痛みの刺激は、象牙質の象牙細管という管を通って、中の神経に伝わります。
過酸化水素が浸透していく刺激がダイレクトに伝わってしまい余計に痛みがひどくなることもあります。
③無カタラーゼ症とは、過酸化水素を分解する酵素(カタラーゼ)がないために、少量の過酸化水素でも有毒性が出てしまいます。
顎骨壊死などの症状もあるので、注意が必要です。
④かぶせものや虫歯の治療跡が多い人は、歯以外の材質はホワイトニング薬剤では白くならないので、勧められません。(ベニアや自費のかぶせものをお勧めます。)
⑤・⑥妊娠中や授乳期の方、子どもには刺激が強いのでお勧めしません。
⑦テトラサイクリン系の抗生剤を0歳から12歳ごろまで大量に服用していると、歯がグレーになったり、少し模様がある見た目になります。(昭和40年代の方に多いらしいです)

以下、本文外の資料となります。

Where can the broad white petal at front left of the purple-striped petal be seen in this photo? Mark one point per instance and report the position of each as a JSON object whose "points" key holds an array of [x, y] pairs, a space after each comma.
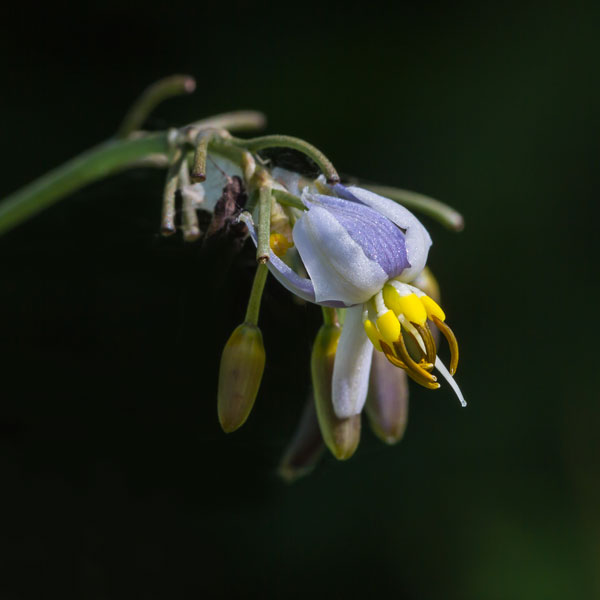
{"points": [[336, 264]]}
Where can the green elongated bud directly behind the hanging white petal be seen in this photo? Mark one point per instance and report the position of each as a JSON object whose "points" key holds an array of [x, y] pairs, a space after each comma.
{"points": [[340, 435]]}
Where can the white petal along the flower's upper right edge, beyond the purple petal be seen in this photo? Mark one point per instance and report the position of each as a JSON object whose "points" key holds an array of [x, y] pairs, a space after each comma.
{"points": [[418, 240]]}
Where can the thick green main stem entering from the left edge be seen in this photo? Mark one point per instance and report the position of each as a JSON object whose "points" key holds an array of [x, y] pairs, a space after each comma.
{"points": [[103, 160]]}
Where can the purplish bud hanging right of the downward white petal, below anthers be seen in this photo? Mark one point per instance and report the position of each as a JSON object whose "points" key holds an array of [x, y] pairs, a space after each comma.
{"points": [[387, 400]]}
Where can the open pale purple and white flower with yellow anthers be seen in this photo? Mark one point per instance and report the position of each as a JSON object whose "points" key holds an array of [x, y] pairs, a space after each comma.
{"points": [[361, 251]]}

テトラサイクリン系で歯の白さを求める方は、ホワイトニングの処置をしても色の変化が見えづらいので、時間と期間がかかると思っておきましょう。
まとめ
ホワイトニングは過酸化水素の力で漂白していることがわかりました。
そして、痛みの原因は過酸化水素が漂白するために象牙質へ浸透した時の刺激や、分解反応が原因と考えられます。
しみる痛みが心配な方は、低濃度の過酸化水素でホームホワイトニングをするか、
表面の着色汚れを取るだけでも歯の色は白くなるので、お近くの歯医者で相談されてもいいかもしれません。